Also gorillos are very good to train on, though for toughness more enemies seems better for training then a single good one
They will eat you if you fall and they have no other enemies nearby to attack
I would assume this means you already have a healthy ammount of toughness + armor + a hint of luck. If they get you on your leg, your days are numbered, you'd never outrun them and they always start chewing you up.
It's not really cheese, even if you revert to normal damage afer a a while because...life is dangerous at x2^^
It's not necessarily easy or rewarding in a gameplay sense to purposefully train toughness... That's why so many players cheese it using prisoner mechanics or sly work-arounds. The overall "best way" is to just play the game and take on enemy types as you're able. The problem there is... that's a bunch of enemies if you're playing with a decently sized group of characters. (Most of them won't get hit.)
In Shek territory, you can hunt for Berserkers and Band of Bones. Make sure you've got some decent armor, though, so you won't lose limbs. *Unless you want to. :) They are not very common spawns, though, which is sad...
There are tons of Dust Bandit groups/camps in The Border Zone. You can gather a sort of manageable minimum sized group and send them out for training against the Dust Bandits. At least, up to a point... After awhile, it just takes too many encounters to make much of a difference.

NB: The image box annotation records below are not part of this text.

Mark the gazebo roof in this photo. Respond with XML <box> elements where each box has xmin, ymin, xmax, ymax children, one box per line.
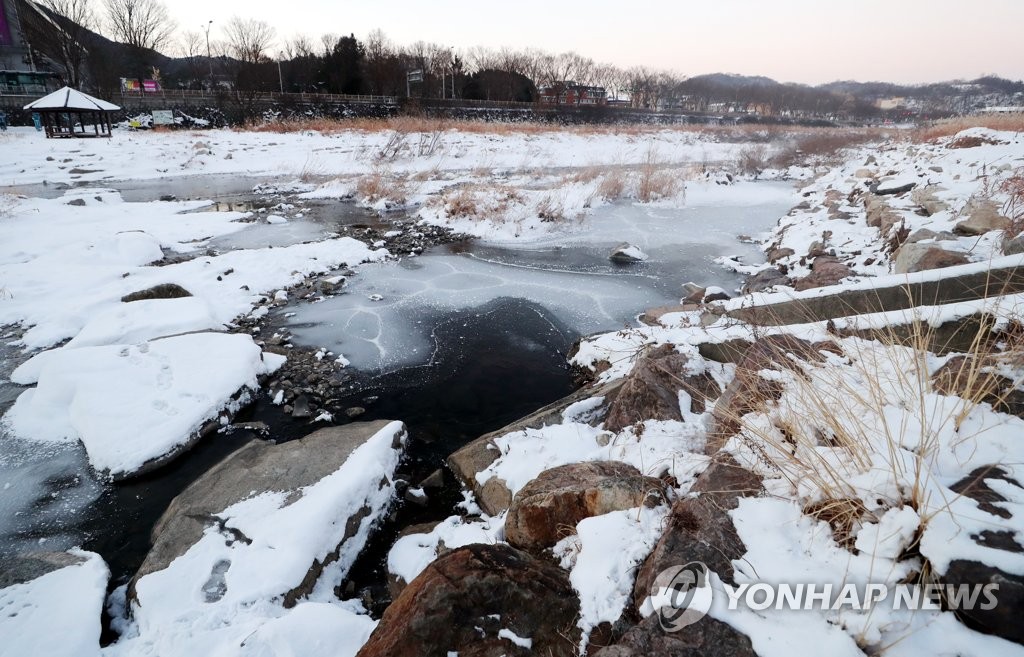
<box><xmin>25</xmin><ymin>87</ymin><xmax>121</xmax><ymax>112</ymax></box>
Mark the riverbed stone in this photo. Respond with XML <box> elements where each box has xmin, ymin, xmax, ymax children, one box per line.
<box><xmin>893</xmin><ymin>243</ymin><xmax>969</xmax><ymax>273</ymax></box>
<box><xmin>707</xmin><ymin>335</ymin><xmax>830</xmax><ymax>455</ymax></box>
<box><xmin>953</xmin><ymin>199</ymin><xmax>1010</xmax><ymax>235</ymax></box>
<box><xmin>121</xmin><ymin>282</ymin><xmax>193</xmax><ymax>303</ymax></box>
<box><xmin>357</xmin><ymin>543</ymin><xmax>580</xmax><ymax>657</ymax></box>
<box><xmin>633</xmin><ymin>454</ymin><xmax>762</xmax><ymax>611</ymax></box>
<box><xmin>505</xmin><ymin>461</ymin><xmax>667</xmax><ymax>553</ymax></box>
<box><xmin>447</xmin><ymin>379</ymin><xmax>624</xmax><ymax>516</ymax></box>
<box><xmin>742</xmin><ymin>264</ymin><xmax>793</xmax><ymax>295</ymax></box>
<box><xmin>938</xmin><ymin>464</ymin><xmax>1024</xmax><ymax>644</ymax></box>
<box><xmin>604</xmin><ymin>345</ymin><xmax>721</xmax><ymax>433</ymax></box>
<box><xmin>793</xmin><ymin>256</ymin><xmax>853</xmax><ymax>292</ymax></box>
<box><xmin>590</xmin><ymin>614</ymin><xmax>757</xmax><ymax>657</ymax></box>
<box><xmin>129</xmin><ymin>420</ymin><xmax>402</xmax><ymax>598</ymax></box>
<box><xmin>608</xmin><ymin>242</ymin><xmax>647</xmax><ymax>264</ymax></box>
<box><xmin>0</xmin><ymin>552</ymin><xmax>87</xmax><ymax>588</ymax></box>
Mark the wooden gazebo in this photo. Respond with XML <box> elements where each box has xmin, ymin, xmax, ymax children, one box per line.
<box><xmin>25</xmin><ymin>87</ymin><xmax>121</xmax><ymax>138</ymax></box>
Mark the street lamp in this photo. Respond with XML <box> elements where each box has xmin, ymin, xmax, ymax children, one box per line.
<box><xmin>206</xmin><ymin>20</ymin><xmax>213</xmax><ymax>91</ymax></box>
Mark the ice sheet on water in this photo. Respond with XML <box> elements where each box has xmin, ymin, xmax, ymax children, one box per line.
<box><xmin>0</xmin><ymin>428</ymin><xmax>102</xmax><ymax>553</ymax></box>
<box><xmin>210</xmin><ymin>219</ymin><xmax>331</xmax><ymax>251</ymax></box>
<box><xmin>483</xmin><ymin>182</ymin><xmax>796</xmax><ymax>250</ymax></box>
<box><xmin>289</xmin><ymin>255</ymin><xmax>678</xmax><ymax>369</ymax></box>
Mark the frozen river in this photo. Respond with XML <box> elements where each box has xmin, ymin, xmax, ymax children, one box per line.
<box><xmin>0</xmin><ymin>178</ymin><xmax>795</xmax><ymax>577</ymax></box>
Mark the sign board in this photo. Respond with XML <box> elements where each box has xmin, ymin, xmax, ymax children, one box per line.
<box><xmin>121</xmin><ymin>78</ymin><xmax>160</xmax><ymax>93</ymax></box>
<box><xmin>153</xmin><ymin>110</ymin><xmax>174</xmax><ymax>126</ymax></box>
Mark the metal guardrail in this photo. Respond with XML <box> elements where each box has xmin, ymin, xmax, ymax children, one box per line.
<box><xmin>114</xmin><ymin>89</ymin><xmax>398</xmax><ymax>104</ymax></box>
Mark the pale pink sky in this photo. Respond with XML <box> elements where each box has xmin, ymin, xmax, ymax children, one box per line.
<box><xmin>167</xmin><ymin>0</ymin><xmax>1024</xmax><ymax>84</ymax></box>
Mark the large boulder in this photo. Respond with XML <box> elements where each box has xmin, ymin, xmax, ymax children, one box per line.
<box><xmin>121</xmin><ymin>282</ymin><xmax>191</xmax><ymax>303</ymax></box>
<box><xmin>129</xmin><ymin>420</ymin><xmax>404</xmax><ymax>600</ymax></box>
<box><xmin>793</xmin><ymin>256</ymin><xmax>853</xmax><ymax>292</ymax></box>
<box><xmin>932</xmin><ymin>355</ymin><xmax>1024</xmax><ymax>418</ymax></box>
<box><xmin>608</xmin><ymin>242</ymin><xmax>647</xmax><ymax>264</ymax></box>
<box><xmin>743</xmin><ymin>267</ymin><xmax>793</xmax><ymax>295</ymax></box>
<box><xmin>505</xmin><ymin>461</ymin><xmax>666</xmax><ymax>552</ymax></box>
<box><xmin>937</xmin><ymin>465</ymin><xmax>1024</xmax><ymax>644</ymax></box>
<box><xmin>447</xmin><ymin>379</ymin><xmax>624</xmax><ymax>516</ymax></box>
<box><xmin>893</xmin><ymin>243</ymin><xmax>969</xmax><ymax>273</ymax></box>
<box><xmin>358</xmin><ymin>544</ymin><xmax>580</xmax><ymax>657</ymax></box>
<box><xmin>604</xmin><ymin>345</ymin><xmax>721</xmax><ymax>433</ymax></box>
<box><xmin>953</xmin><ymin>199</ymin><xmax>1010</xmax><ymax>235</ymax></box>
<box><xmin>910</xmin><ymin>185</ymin><xmax>949</xmax><ymax>217</ymax></box>
<box><xmin>633</xmin><ymin>456</ymin><xmax>762</xmax><ymax>609</ymax></box>
<box><xmin>594</xmin><ymin>614</ymin><xmax>757</xmax><ymax>657</ymax></box>
<box><xmin>707</xmin><ymin>335</ymin><xmax>830</xmax><ymax>454</ymax></box>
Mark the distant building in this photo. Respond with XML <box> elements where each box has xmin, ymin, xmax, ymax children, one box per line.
<box><xmin>541</xmin><ymin>80</ymin><xmax>608</xmax><ymax>105</ymax></box>
<box><xmin>0</xmin><ymin>0</ymin><xmax>57</xmax><ymax>95</ymax></box>
<box><xmin>874</xmin><ymin>96</ymin><xmax>906</xmax><ymax>111</ymax></box>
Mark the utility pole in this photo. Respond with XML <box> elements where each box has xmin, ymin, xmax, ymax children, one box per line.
<box><xmin>206</xmin><ymin>20</ymin><xmax>213</xmax><ymax>91</ymax></box>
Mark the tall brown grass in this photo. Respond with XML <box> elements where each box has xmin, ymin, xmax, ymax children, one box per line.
<box><xmin>910</xmin><ymin>113</ymin><xmax>1024</xmax><ymax>143</ymax></box>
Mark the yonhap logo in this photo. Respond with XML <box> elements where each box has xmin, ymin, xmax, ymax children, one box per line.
<box><xmin>650</xmin><ymin>561</ymin><xmax>712</xmax><ymax>632</ymax></box>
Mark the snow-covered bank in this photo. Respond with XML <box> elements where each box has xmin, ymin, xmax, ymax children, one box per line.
<box><xmin>3</xmin><ymin>334</ymin><xmax>285</xmax><ymax>479</ymax></box>
<box><xmin>0</xmin><ymin>550</ymin><xmax>110</xmax><ymax>657</ymax></box>
<box><xmin>0</xmin><ymin>123</ymin><xmax>757</xmax><ymax>186</ymax></box>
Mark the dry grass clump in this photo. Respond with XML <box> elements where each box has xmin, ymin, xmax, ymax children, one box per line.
<box><xmin>770</xmin><ymin>128</ymin><xmax>888</xmax><ymax>169</ymax></box>
<box><xmin>434</xmin><ymin>184</ymin><xmax>525</xmax><ymax>222</ymax></box>
<box><xmin>736</xmin><ymin>143</ymin><xmax>769</xmax><ymax>175</ymax></box>
<box><xmin>597</xmin><ymin>169</ymin><xmax>626</xmax><ymax>201</ymax></box>
<box><xmin>726</xmin><ymin>298</ymin><xmax>1024</xmax><ymax>519</ymax></box>
<box><xmin>635</xmin><ymin>144</ymin><xmax>683</xmax><ymax>203</ymax></box>
<box><xmin>910</xmin><ymin>113</ymin><xmax>1024</xmax><ymax>143</ymax></box>
<box><xmin>355</xmin><ymin>169</ymin><xmax>410</xmax><ymax>205</ymax></box>
<box><xmin>999</xmin><ymin>167</ymin><xmax>1024</xmax><ymax>236</ymax></box>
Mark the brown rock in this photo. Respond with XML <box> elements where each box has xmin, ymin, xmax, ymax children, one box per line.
<box><xmin>743</xmin><ymin>267</ymin><xmax>793</xmax><ymax>295</ymax></box>
<box><xmin>447</xmin><ymin>379</ymin><xmax>624</xmax><ymax>516</ymax></box>
<box><xmin>505</xmin><ymin>461</ymin><xmax>666</xmax><ymax>552</ymax></box>
<box><xmin>121</xmin><ymin>282</ymin><xmax>191</xmax><ymax>303</ymax></box>
<box><xmin>708</xmin><ymin>335</ymin><xmax>823</xmax><ymax>454</ymax></box>
<box><xmin>358</xmin><ymin>544</ymin><xmax>580</xmax><ymax>657</ymax></box>
<box><xmin>633</xmin><ymin>456</ymin><xmax>762</xmax><ymax>608</ymax></box>
<box><xmin>893</xmin><ymin>243</ymin><xmax>969</xmax><ymax>273</ymax></box>
<box><xmin>932</xmin><ymin>356</ymin><xmax>1024</xmax><ymax>417</ymax></box>
<box><xmin>766</xmin><ymin>247</ymin><xmax>797</xmax><ymax>263</ymax></box>
<box><xmin>604</xmin><ymin>345</ymin><xmax>721</xmax><ymax>433</ymax></box>
<box><xmin>793</xmin><ymin>256</ymin><xmax>853</xmax><ymax>291</ymax></box>
<box><xmin>593</xmin><ymin>614</ymin><xmax>757</xmax><ymax>657</ymax></box>
<box><xmin>953</xmin><ymin>199</ymin><xmax>1010</xmax><ymax>235</ymax></box>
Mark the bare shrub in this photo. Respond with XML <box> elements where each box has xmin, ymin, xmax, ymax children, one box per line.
<box><xmin>444</xmin><ymin>189</ymin><xmax>477</xmax><ymax>219</ymax></box>
<box><xmin>910</xmin><ymin>113</ymin><xmax>1024</xmax><ymax>143</ymax></box>
<box><xmin>377</xmin><ymin>130</ymin><xmax>409</xmax><ymax>162</ymax></box>
<box><xmin>736</xmin><ymin>143</ymin><xmax>768</xmax><ymax>175</ymax></box>
<box><xmin>636</xmin><ymin>144</ymin><xmax>682</xmax><ymax>203</ymax></box>
<box><xmin>299</xmin><ymin>152</ymin><xmax>327</xmax><ymax>182</ymax></box>
<box><xmin>537</xmin><ymin>194</ymin><xmax>565</xmax><ymax>222</ymax></box>
<box><xmin>355</xmin><ymin>169</ymin><xmax>409</xmax><ymax>205</ymax></box>
<box><xmin>999</xmin><ymin>167</ymin><xmax>1024</xmax><ymax>236</ymax></box>
<box><xmin>597</xmin><ymin>169</ymin><xmax>626</xmax><ymax>201</ymax></box>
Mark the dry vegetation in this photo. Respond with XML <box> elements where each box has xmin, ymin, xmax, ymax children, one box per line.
<box><xmin>728</xmin><ymin>296</ymin><xmax>1024</xmax><ymax>548</ymax></box>
<box><xmin>910</xmin><ymin>114</ymin><xmax>1024</xmax><ymax>143</ymax></box>
<box><xmin>355</xmin><ymin>168</ymin><xmax>411</xmax><ymax>206</ymax></box>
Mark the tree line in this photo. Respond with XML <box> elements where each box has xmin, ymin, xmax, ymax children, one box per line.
<box><xmin>19</xmin><ymin>0</ymin><xmax>1011</xmax><ymax>117</ymax></box>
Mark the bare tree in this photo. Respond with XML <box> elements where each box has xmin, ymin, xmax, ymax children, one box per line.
<box><xmin>32</xmin><ymin>0</ymin><xmax>96</xmax><ymax>87</ymax></box>
<box><xmin>103</xmin><ymin>0</ymin><xmax>175</xmax><ymax>50</ymax></box>
<box><xmin>224</xmin><ymin>16</ymin><xmax>274</xmax><ymax>63</ymax></box>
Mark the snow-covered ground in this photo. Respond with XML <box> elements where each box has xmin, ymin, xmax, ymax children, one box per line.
<box><xmin>0</xmin><ymin>120</ymin><xmax>1024</xmax><ymax>657</ymax></box>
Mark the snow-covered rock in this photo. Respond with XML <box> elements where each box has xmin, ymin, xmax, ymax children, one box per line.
<box><xmin>0</xmin><ymin>550</ymin><xmax>110</xmax><ymax>657</ymax></box>
<box><xmin>3</xmin><ymin>333</ymin><xmax>284</xmax><ymax>478</ymax></box>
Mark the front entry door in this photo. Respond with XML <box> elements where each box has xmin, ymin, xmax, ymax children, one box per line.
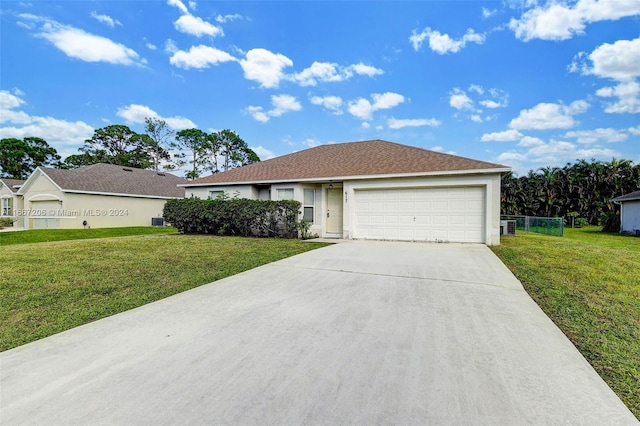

I always head off to the Fog Islands for my first serious training runs when I get a sufficiently sized group together. It's especially important for crossbow training with Toothpicks, due to all the targets, and the few breakthroughs train up some Katana secondary/tougness for the crossbow users, too. Their Friendly Fire incidents as they level Precision add to training up the toughness of the hit friendlies, too. In short - It's win/win all the way around as long as you can keep from getting swarmed and dead... :)
Garru herds are good, too. You can find them in several zones. Bull Herds in Skinner's Roam work too. Fighting both the occasional Garru and Skimmers in The Great Desert can be rewarding in terms of toughness.
Fighting minor faction spawns can be good training. You can frequent areas where their patrol groups spawn and just hunt them. Some don't yield a lot of exp, like Cannibals, but some are pretty decent, like some of the "Bandit Type" minor factions (More powerful than "Dust Bandits" though.) that also have decent loot drops.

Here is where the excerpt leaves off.